Welcome to SeeMoreDigital.net

This site is dedicated to Audio and Video encoding, together with the formats used.

Welcome Page Audio Info Video Info Useful Software How to... Cool Web Sites Goods For Sale Test Encodes Misc Stuff

 

Info about... Mpeg4 Settings and the Terminology Used

Simple Profile Settings

 

A typical Mpeg4 encoded video consists of Intra-frames, I-frames and Predicted-frames, P-frames. More recent Mpeg4 encoders also allow the user to encode using Bi Directional-frames, B-frames.

 

I-frames

I-frames are encoded by using information from within its own frame. They do not use any information from other frames (ie temporal compression). An I-frame is similar in concept to encoding a single frame with say, JPEG.

 

Technically speaking, an I-frame is one in which all of the macro-blocks are stored as images rather than as motion vectors. Encoding a collection of pixels in the form of a static block is the most expensive method in terms of storage and hence I-frames are the most expensive type of frame.

 

Fewer I-frames in the video generally translates to better compression and I-frames are normally used by the encoder only when too few blocks can be tracked from the reference frame by the motion search algorithm. I-frames serve a very important purpose. As all of the blocks in an I frame are stored as images, thus decoding an I frame reveals a complete picture without dependency on reference frames.

 

For this reason I-frames are also known as key-frames.
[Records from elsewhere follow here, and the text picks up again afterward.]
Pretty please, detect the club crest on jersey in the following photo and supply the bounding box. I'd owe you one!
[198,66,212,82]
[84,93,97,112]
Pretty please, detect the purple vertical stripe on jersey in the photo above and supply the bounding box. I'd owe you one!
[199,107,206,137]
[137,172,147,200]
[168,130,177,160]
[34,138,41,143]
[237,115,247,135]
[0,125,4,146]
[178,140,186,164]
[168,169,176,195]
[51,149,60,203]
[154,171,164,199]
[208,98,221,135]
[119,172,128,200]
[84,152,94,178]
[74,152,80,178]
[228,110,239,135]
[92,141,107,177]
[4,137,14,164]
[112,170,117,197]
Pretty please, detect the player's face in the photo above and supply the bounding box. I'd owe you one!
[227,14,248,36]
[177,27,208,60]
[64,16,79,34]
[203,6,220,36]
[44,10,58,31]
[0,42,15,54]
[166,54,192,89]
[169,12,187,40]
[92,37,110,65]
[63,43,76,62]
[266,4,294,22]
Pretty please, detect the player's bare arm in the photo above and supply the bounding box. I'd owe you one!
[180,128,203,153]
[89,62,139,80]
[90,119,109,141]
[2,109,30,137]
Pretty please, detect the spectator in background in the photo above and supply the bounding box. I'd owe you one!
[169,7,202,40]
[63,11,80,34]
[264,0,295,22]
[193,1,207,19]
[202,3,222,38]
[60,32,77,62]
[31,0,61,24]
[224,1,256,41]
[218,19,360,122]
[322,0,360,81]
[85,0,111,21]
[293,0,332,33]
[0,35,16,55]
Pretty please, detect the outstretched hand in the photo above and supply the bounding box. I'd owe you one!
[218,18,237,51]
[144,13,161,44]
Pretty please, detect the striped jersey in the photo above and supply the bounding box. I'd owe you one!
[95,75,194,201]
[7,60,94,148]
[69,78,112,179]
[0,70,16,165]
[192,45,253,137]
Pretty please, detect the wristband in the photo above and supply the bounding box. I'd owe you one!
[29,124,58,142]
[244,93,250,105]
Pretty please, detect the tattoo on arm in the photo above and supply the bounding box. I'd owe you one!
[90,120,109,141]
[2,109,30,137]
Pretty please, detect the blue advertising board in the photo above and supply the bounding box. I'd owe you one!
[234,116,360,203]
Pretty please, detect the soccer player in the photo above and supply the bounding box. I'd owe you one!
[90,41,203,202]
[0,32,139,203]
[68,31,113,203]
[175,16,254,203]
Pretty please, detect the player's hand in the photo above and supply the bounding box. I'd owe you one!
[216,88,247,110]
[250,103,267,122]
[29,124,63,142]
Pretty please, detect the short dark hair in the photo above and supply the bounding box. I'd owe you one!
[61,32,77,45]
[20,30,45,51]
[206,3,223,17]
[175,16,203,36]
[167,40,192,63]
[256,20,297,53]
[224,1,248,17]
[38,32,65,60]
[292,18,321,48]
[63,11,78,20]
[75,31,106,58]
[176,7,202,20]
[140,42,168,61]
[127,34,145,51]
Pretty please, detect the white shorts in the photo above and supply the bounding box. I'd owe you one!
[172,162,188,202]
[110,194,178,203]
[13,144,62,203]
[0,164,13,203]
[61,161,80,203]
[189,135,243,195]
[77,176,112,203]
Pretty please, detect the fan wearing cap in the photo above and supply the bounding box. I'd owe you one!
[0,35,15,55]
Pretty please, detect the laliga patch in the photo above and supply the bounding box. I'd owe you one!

And they are the only type of frame completely independent of all others.

 

P-frames

P-frames are forward predicted and may use either an I-frame or P-frame as a point of reference. They are encoded from the frame that precedes it. In any video sequence a group of frames will have many of the same images. For example, if you were to watch a news presenter, you will notice that the area (scene) behind the presenter stays almost identical for every frame. So instead of encoding each frame, as a totally new frame (remembering that for an PAL image there could be up to 25 of them) you can exploit the redundancy of each frame by the use of P-frames.

 

Essentially a P-frame is a future frame that determines where a block in the previous frame has moved in it's current P-frame. So instead of spatially encoding the frame (like with JPEG) the P-frame just says: "Hey the block in the previous frame has moved to location (X,Y)", which requires much less data than encoding each frame spatially.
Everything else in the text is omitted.